The following equation summarizes how to calculate the size of a hash index.
(((2 * rowcount) + 1) * 8) + ((sum-of-column-sizes + 32) * rowcount)
Note that hash indexes do not grow linearly. Incrementally allocating small blocks of memory is not productive. Instead, when the index needs more space (because additional entries have been added), the index doubles in size all at one time. Similarly, the index does not shrink immediately if entries are removed.
In general, the space allocated to hash indexes doubles in size whenever the index usage reaches 75% of capacity and the memory allocation is cut in half if usage drops below 15%.

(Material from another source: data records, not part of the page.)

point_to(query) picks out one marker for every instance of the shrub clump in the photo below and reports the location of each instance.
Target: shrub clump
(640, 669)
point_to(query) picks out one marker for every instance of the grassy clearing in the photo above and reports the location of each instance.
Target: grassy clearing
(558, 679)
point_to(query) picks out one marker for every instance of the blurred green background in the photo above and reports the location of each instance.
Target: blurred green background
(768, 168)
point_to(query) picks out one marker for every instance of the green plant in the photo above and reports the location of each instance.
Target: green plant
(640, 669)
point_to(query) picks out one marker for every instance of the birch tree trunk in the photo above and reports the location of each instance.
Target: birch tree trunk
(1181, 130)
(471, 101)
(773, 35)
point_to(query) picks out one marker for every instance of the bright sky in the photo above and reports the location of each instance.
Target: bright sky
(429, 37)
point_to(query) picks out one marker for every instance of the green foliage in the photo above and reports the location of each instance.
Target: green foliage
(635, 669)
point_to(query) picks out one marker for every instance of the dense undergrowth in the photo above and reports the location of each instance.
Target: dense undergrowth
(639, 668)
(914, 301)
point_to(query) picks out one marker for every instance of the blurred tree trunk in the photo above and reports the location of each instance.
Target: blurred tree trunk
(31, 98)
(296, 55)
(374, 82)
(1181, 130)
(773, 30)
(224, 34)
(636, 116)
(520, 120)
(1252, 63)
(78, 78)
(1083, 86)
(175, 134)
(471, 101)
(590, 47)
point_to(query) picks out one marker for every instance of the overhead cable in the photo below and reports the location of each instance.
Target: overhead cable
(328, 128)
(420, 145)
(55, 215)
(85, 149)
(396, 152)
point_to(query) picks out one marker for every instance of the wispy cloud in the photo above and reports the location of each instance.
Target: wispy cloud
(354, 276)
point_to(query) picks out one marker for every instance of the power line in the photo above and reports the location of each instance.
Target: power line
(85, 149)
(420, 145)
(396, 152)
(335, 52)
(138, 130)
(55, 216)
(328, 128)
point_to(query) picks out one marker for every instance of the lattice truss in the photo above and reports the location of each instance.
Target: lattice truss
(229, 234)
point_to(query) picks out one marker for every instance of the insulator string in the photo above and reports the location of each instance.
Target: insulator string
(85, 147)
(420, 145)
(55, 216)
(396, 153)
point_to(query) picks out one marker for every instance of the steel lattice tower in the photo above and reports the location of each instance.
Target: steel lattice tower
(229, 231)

Using the preceding formulas it is possible to size the sample flight database mentioned earlier. For example, it is possible to size the individual rows of the Flight table based on the schema columns and datatypes. The following table demonstrates the sizing of the Flight table.
|Column||Datatype||Size in Bytes|
The same calculations can be done for the other tables and indexes. When combined with the expected volumes (described in Section 4.1, “Planning for Database Capacity”), you get a estimate for the total memory required for storing the database content of approximately 500 megabytes, as shown in the following table.
|Name||Type||Size||Final Volume||Total Size|
|- FlightByID||Hash Index||[*]36||20,000||1,040,008|
|- FlightByDepartTime||Tree Index||48||20,000||960,000|
|- AirportByCode||Tree Index||44||10,000||440,000|
|- ReservByFlight||Hash Index||[*]36||200,000||10,400,008|
|- CustomerByID||Hash Index||[*]36||1,000,000||52,000,008|
|- CustomerByName||Tree Index||56||1,000,000||56,000,000|
[*] For hash indexes, size specifies the individual entry size only. The total size includes the sum of the entries plus the hash itself.